President Barack Obama:
  • January 2009: Barack Obama overturned the “global gag rule” -– a law that prohibited US money from funding international family-planning clinics that promote abortion. Also known as the "Mexico City Policy," this rule was created by President Reagan, reversed by President Clinton and then reinstated by President George W. Bush in 2001.

  • Obama created a million dollar teen pregnancy prevention campaign that included grants for programs that have been shown to be effective (through rigorous research) at combating teen pregnancy. He endorses comprehensive sex education programs that teach about the risks of specific sexual activities, the benefits of contraception and encouragement of teens to delay having sex. These programs also focus on boosting academic achievement, extracurricular activities and smarter life decisions. President Obama has also invested money in the testing of new, innovative sex education approaches that aim to reduce the number of teen pregnancies.

  • March 2010: President Obama signed the Affordable Care Act into law. Under this healthcare policy, women will be able to receive a comprehensive set of preventive services.

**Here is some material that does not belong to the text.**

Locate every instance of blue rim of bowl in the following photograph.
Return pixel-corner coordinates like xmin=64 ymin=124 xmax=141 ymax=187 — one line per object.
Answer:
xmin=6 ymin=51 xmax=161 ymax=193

Additionally, this act mandates that most private health plans written on or after August 1, 2012, must also cover, without out-of-pocket costs, all FDA-approved birth control options (including the morning-after pill), thereby saving women as much as $18,000 over the course of a lifetime.

  • Barack Obama is committed to protecting a woman’s right to choose; he consistently advocates for reproductive choice and plans to preserve women's rights under Roe v. Wade. Obama believes that a woman’s health care choices are personal decisions, best made with her doctor—without interference from politicians.

  • He opposed attempts to defund Planned Parenthood. President Obama has openly stated that he supports Planned Parenthood because he wants his two daughters to be able to "control their own health care choices."

Mitt Romney:

  • Mitt Romney has publically declared that he is pro-life. He has declared that, if the opportunity presents itself, he will nominate Supreme Court justices who would overturn Roe v. Wade. He believes that individual states should have the authority to ban abortions. It is unclear whether or not Romney would permit abortions in the cases of rape, incest or where the life of the mother is threatened. He has flip-flopped on this point; however, the official platform of the Republican party is a No Exceptions Abortion Ban.

  • February 2012: Mitt supported the Blunt Amendment, a bill that would have provided religious groups, as well as ANY employer with moral objections, to deny access to birth control or any other health benefit. He believes that mandatory coverage for contraception is a threat to religious liberty.

  • While governor of Massachusetts, Romney funded abstinence education OVER family planning services. He endorsed “The Romney Vision: A Record of Promoting Abstinence, Not Sex Education.” As governor, he awarded Healthy Futures, a health program that promotes the benefits of abstinence, the contract to manage the state’s abstinence education program for middle school students (even though it has been proven that abstinence-only programs do NOT work, and that teens need more than abstinence lectures.

  • Mitt Romney would eliminate all federal funding for Planned Parenthood, and on March 14, 2012 was quoted, "Planned Parenthood, we're going to get rid of that." When asked where he would tell the millions of women to go if he eliminated federal funding for Planned Parenthood, Romney responded, "Well they can go wherever they’d like to go. This is a free society."

  • Mr. Romney believes that life begins at conception and wishes that US laws reflect this view. He has shown support for "personhood" amendments, at both the state and federal level. Such laws would guarantee constitutional protection to the unborn. The definitions established in these laws would also make common forms of birth control (such as hormonal contraception, IUDs, and emergency birth control) illegal as well as some cases of in-vitro fertilization.

  • During one of his 2012 political debates, Romney confirmed his belief that states should have the right to ban contraception and commented that, in the case of Griswold v. Connecticut, the Supreme Court "got it wrong."